Here's a chocolate-flavored Google mystery. The next version of the Android operating system will be code-named Kit Kat. Both Google and Kit Kat are making a big marketing deal of this (for example, you can win a free Nexus 7 if you buy the right "specially branded Kit Kat candy bar featuring the Android robot").
For Kit Kat, which is part of the Nestle food conglomerate, this looks like a massive public relations coup. (Unless, of course, Kit Kat turns out to be an unusable Windows Vista-style bomb). The last iteration of Android was called "Jelly Bean." If you Google the word Jelly Bean, the operating system comes up as the third hit. That implies that in the near future a great many people will be Googling "Kit Kat."

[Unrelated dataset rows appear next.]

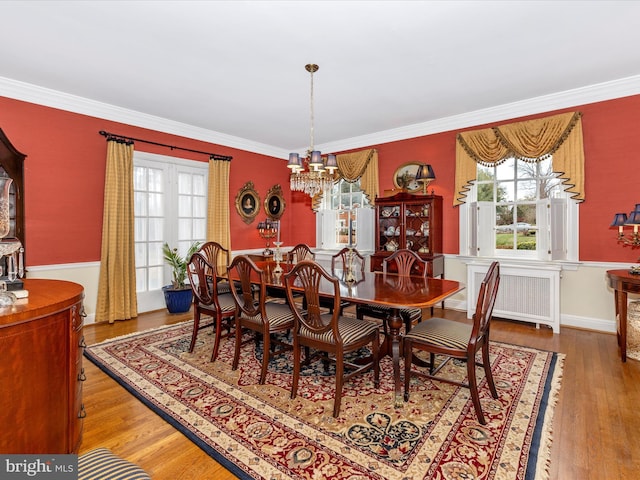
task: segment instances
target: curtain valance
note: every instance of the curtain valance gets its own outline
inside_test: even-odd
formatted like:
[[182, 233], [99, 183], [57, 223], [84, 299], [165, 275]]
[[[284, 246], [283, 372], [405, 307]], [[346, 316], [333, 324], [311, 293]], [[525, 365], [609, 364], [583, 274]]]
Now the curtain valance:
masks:
[[584, 201], [584, 149], [582, 114], [569, 112], [551, 117], [511, 123], [499, 127], [461, 132], [456, 139], [454, 205], [466, 200], [476, 180], [477, 164], [495, 165], [515, 157], [539, 162], [550, 156], [565, 190], [576, 201]]
[[[343, 153], [336, 155], [338, 163], [337, 178], [345, 179], [347, 182], [355, 182], [360, 179], [360, 189], [369, 200], [371, 205], [375, 205], [376, 197], [380, 194], [378, 181], [378, 151], [374, 148], [361, 150], [359, 152]], [[317, 211], [320, 208], [322, 194], [313, 197], [312, 208]]]

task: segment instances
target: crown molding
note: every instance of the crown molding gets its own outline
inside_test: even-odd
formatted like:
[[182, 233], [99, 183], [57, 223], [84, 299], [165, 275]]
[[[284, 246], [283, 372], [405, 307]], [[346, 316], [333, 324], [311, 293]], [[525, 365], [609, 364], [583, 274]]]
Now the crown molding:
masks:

And yet, the BBC is reporting that Nestle did not have to pay Google a dime.
"This is not a money-changing-hands kind of deal," John Lagerling, director of Android global partnerships, told the BBC.
Instead, he said, the idea was to do something "fun and unexpected".

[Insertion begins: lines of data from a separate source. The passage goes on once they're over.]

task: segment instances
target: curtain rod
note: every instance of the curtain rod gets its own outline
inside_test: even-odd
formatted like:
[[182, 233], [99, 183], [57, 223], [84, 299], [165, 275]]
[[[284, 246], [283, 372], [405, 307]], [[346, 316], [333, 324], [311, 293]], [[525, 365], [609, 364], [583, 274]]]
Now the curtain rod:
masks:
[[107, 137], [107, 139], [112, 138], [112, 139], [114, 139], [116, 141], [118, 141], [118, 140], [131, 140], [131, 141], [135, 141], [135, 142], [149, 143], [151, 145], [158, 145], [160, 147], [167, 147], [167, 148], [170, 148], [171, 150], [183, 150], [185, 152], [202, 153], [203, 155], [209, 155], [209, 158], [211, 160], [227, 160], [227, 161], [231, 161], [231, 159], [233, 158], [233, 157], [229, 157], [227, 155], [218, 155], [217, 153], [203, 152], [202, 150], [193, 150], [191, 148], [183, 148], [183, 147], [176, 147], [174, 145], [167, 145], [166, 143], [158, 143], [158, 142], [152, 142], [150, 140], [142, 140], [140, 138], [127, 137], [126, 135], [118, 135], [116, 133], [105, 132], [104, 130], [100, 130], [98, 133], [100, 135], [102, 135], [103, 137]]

It is true, all previous iterations of the Android operating system have been named after something sweet. The roll call: Cupcake, Donut, Eclair, Froyo, Gingerbread, Honeycomb, Ice Cream Sandwich, and Jelly Bean.
But this is the first brand name code rollout, and the notion that a branding linkage between two massive corporations is not "a money-changing-hands" kind of deal is difficult to fathom. Certainly, from Kit Kat's point of view, Google's endorsement has got to be worth serious cash money.
So the question is why didn't Google charge for this honor? Google generates the vast majority of its revenue from advertising, and this would be just another advertising deal, analogous to a city selling the naming rights for a publicly funded stadium to a telecom company. It seems a great example of innovative marketing thinking and I can't imagine it will be long before other big tech companies follow Google's lead. Imagine if Apple offered to brand iOS 7 as "Tesla OS" or "Viagra OS." There's gold in them there operating system hills.
But Google is just giving it away? That doesn't make sense. What does Google have to gain by going brand name?